Mise en place par l’employeur

L’employeur peut décider unilatéralement d’exclure certains salariés de la couverture collective pour leur proposer le versement santé. Cette décision peut également résulter d’un accord de branche ou d’entreprise négocié avec les partenaires sociaux. Dans ce cas, les salariés concernés n’ont pas le choix et doivent justifier d’une couverture individuelle pour percevoir l’aide.

Il convient de distinguer cette exclusion d’office de la dispense volontaire. Lorsque l’accord collectif prévoit le versement santé, les salariés visés ne peuvent pas adhérer à la mutuelle d’entreprise, mais bénéficient automatiquement de l’aide s’ils remplissent les conditions requises.

  • Accord de branche prévoyant le dispositif
  • Décision unilatérale de l’employeur (DUE)
  • Accord d’entreprise en l’absence d’accord de branche
  • Application automatique aux salariés éligibles

Renouvellement de contrat

Une attention particulière doit être portée aux renouvellements de contrats courts. Si un CDD de trois mois est renouvelé, le salarié perd son droit au versement santé au titre du renouvellement. Il doit alors adhérer à la complémentaire santé collective, sauf cas de dispense spécifique.

Cette règle vise à éviter que des contrats répétés contournent l’obligation de couverture collective.
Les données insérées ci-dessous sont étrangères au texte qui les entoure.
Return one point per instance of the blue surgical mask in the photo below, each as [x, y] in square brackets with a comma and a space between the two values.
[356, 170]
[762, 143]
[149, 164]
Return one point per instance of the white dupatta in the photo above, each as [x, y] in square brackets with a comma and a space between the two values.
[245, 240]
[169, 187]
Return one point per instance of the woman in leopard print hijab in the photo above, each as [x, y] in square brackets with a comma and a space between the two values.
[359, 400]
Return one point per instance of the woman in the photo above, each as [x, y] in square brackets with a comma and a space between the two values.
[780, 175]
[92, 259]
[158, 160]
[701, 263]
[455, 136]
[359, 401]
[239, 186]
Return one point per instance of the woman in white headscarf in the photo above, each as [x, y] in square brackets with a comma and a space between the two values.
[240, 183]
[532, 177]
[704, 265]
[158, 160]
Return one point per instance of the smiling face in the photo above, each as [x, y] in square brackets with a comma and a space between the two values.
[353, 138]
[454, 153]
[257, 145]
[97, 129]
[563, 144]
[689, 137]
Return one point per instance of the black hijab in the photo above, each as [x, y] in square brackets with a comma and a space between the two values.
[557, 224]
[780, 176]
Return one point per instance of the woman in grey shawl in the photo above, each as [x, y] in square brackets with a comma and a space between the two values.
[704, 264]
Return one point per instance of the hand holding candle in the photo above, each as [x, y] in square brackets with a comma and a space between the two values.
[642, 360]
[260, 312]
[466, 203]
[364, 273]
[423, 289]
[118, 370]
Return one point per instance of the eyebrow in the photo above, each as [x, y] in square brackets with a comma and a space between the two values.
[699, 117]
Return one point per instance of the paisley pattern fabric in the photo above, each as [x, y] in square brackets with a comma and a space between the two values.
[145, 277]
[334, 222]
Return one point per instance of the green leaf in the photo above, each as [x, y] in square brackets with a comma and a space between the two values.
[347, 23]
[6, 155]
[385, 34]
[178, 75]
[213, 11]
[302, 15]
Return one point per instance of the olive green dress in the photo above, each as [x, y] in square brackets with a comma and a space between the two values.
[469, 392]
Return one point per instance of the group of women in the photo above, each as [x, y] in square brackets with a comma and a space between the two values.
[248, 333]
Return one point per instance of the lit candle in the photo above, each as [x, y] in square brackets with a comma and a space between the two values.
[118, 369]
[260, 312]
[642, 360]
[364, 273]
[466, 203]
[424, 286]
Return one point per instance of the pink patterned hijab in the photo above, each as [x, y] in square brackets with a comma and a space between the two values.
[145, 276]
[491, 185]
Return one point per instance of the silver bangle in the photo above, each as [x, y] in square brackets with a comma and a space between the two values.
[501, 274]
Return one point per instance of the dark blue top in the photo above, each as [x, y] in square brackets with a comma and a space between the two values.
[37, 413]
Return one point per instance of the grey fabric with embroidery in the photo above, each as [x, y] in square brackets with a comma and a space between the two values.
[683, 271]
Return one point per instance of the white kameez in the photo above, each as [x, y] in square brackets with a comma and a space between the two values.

La durée globale des contrats successifs est prise en compte, ce qui signifie que deux CDD de deux mois chacun dépassent le seuil de trois mois et excluent le versement santé pour le second contrat.

Régimes spéciaux

Certains secteurs d’activité disposent de conventions collectives spécifiques qui peuvent modifier les conditions d’application du versement santé. Les salariés relevant de la MSA (Mutualité sociale agricole) ou d’autres organismes particuliers doivent vérifier les dispositions applicables dans leur branche professionnelle.

Ces spécificités peuvent concerner les seuils d’éligibilité, les montants de référence ou les modalités de mise en œuvre. Il appartient à l’employeur de vérifier ces particularités et d’informer ses salariés des dispositions applicables dans leur secteur d’activité.

Le versement santé représente une mesure d’équité sociale importante qui garantit l’accès à une couverture santé complémentaire pour les salariés précaires. Bien que soumis à des conditions strictes, ce dispositif offre une alternative viable à la mutuelle d’entreprise pour les contrats courts et les temps partiels réduits.